Na vijf jaar valt er eindelijk weer eens een Spinozaprijs aan de VU: Piek Vossen, hoogleraar computationele lexicologie, kreeg afgelopen dinsdag deze hoogste Nederlandse wetenschapsprijs waaraan een bedrag van 2,5 miljoen euro verbonden is. Vossen is uiteraard ‘heel blij’ met de prijs die vaak de ‘Nederlandse Nobelprijs’ wordt genoemd. “Ik wist het al een paar weken. Het was zo moeilijk om niets te zeggen tegen mijn medewerkers.”
Vossen doet onderzoek naar de vraag hoe computers taal begrijpen en op welke manieren je de computer kan inzetten om talen en stukken taal zoals artikelen te analyseren en te vergelijken. Het geld van de Spinozapremie wil hij ondermeer inzetten voor zijn viertalige ‘geschiedenisrecorder’, een computerprogramma dat dagelijks financieel-economisch nieuws ‘leest’ en bijhoudt wat, wanneer, waar gebeurt en wie erbij betrokken is. Uit de verschillende bronnen maakt de geschiedenisrecorder uiteindelijk één verhaallijn, waarin de verschillende meningen en feiten zijn opgenomen.

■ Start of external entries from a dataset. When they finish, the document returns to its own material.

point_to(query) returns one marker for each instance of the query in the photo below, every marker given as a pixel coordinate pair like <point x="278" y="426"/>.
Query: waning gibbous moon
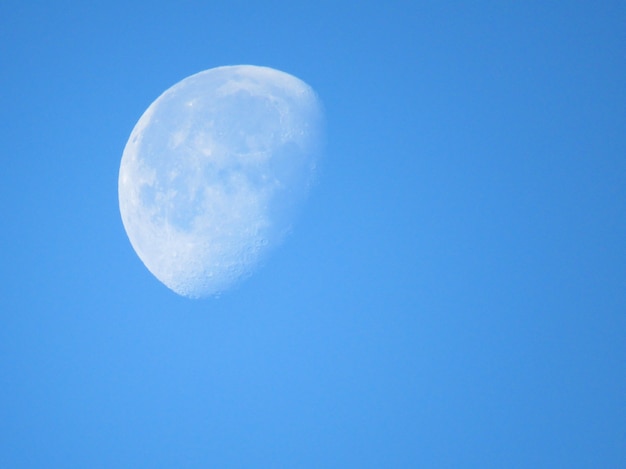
<point x="214" y="171"/>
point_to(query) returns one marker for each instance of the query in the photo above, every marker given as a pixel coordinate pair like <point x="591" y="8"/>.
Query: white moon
<point x="213" y="172"/>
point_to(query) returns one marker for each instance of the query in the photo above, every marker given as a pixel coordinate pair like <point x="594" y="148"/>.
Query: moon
<point x="214" y="172"/>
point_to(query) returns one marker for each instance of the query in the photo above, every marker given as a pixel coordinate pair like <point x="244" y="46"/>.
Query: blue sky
<point x="453" y="293"/>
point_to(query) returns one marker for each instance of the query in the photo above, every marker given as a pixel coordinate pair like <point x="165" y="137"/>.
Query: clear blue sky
<point x="453" y="294"/>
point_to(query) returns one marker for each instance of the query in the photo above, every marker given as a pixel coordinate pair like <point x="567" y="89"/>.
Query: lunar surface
<point x="213" y="174"/>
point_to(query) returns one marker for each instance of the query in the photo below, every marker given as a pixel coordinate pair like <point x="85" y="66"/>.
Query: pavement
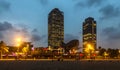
<point x="48" y="64"/>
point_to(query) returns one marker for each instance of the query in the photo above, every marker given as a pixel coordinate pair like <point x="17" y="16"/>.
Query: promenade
<point x="59" y="65"/>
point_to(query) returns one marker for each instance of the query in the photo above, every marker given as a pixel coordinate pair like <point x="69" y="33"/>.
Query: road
<point x="48" y="64"/>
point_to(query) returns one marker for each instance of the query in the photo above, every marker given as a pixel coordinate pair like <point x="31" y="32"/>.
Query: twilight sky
<point x="29" y="19"/>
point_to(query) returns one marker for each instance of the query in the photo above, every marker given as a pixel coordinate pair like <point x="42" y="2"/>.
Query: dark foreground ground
<point x="59" y="65"/>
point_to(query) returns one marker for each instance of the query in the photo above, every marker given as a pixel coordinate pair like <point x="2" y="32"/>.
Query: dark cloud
<point x="34" y="30"/>
<point x="5" y="26"/>
<point x="109" y="11"/>
<point x="8" y="31"/>
<point x="35" y="38"/>
<point x="69" y="37"/>
<point x="4" y="6"/>
<point x="112" y="33"/>
<point x="44" y="2"/>
<point x="94" y="2"/>
<point x="89" y="3"/>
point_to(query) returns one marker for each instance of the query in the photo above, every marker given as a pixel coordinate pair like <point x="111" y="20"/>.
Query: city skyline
<point x="55" y="28"/>
<point x="89" y="35"/>
<point x="29" y="19"/>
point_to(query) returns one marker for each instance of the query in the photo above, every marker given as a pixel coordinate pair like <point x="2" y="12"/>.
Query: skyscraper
<point x="55" y="28"/>
<point x="89" y="35"/>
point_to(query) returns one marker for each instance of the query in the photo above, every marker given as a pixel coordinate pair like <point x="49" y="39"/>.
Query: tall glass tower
<point x="55" y="28"/>
<point x="89" y="35"/>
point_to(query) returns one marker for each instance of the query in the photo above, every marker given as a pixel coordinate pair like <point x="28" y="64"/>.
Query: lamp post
<point x="18" y="40"/>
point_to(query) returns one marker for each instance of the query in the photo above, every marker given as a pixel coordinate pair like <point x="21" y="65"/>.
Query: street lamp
<point x="18" y="41"/>
<point x="89" y="49"/>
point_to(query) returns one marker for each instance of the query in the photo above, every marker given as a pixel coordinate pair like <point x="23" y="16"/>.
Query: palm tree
<point x="3" y="48"/>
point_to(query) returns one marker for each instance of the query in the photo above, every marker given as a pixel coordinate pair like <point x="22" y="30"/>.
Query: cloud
<point x="8" y="33"/>
<point x="109" y="11"/>
<point x="69" y="37"/>
<point x="5" y="26"/>
<point x="89" y="3"/>
<point x="4" y="6"/>
<point x="94" y="2"/>
<point x="44" y="2"/>
<point x="112" y="33"/>
<point x="35" y="37"/>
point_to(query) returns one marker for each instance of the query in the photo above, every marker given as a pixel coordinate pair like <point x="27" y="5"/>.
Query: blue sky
<point x="29" y="19"/>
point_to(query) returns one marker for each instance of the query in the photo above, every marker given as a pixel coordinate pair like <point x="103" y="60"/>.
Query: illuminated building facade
<point x="55" y="28"/>
<point x="89" y="35"/>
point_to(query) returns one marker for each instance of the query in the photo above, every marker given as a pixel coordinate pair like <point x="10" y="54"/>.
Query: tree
<point x="101" y="51"/>
<point x="70" y="45"/>
<point x="113" y="52"/>
<point x="3" y="48"/>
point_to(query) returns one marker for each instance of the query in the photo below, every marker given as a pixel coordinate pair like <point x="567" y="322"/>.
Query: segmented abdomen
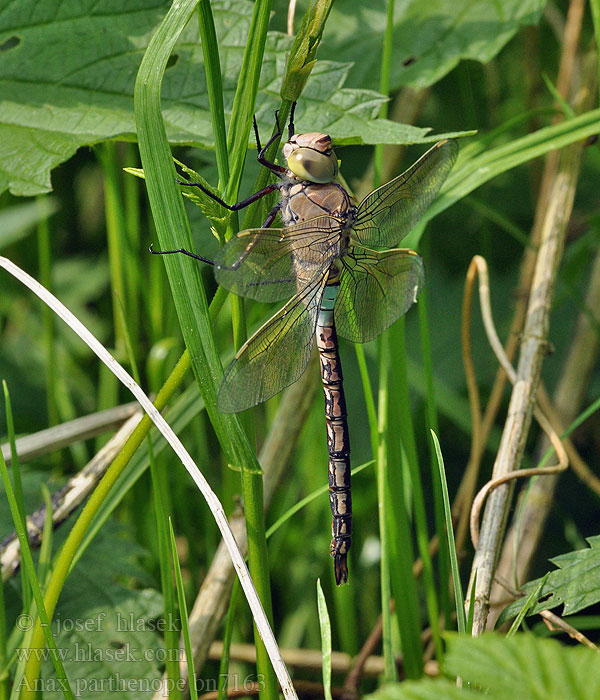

Ook wil hij een database maken waarin taal wordt gekoppeld aan ‘de werkelijkheid’, beelden, geluiden, geuren. Vossen: “In sommige talen heb je weinig woorden voor kleuren. Je hebt bijvoorbeeld alleen licht en donker. Wij hebben weer weinig woorden voor geuren, vermoed ik. Al die gegevens zeggen iets over de cultuur. Dat wil ik met behulp van computeranalyses gaan onderzoeken.”
De vier VU/VUmc-wetenschappers die eerder een Spinozapremie kregen zijn: Marjo van der Knaap, Dorret Boomsma, Bob Pinedo en Peter Nijkamp.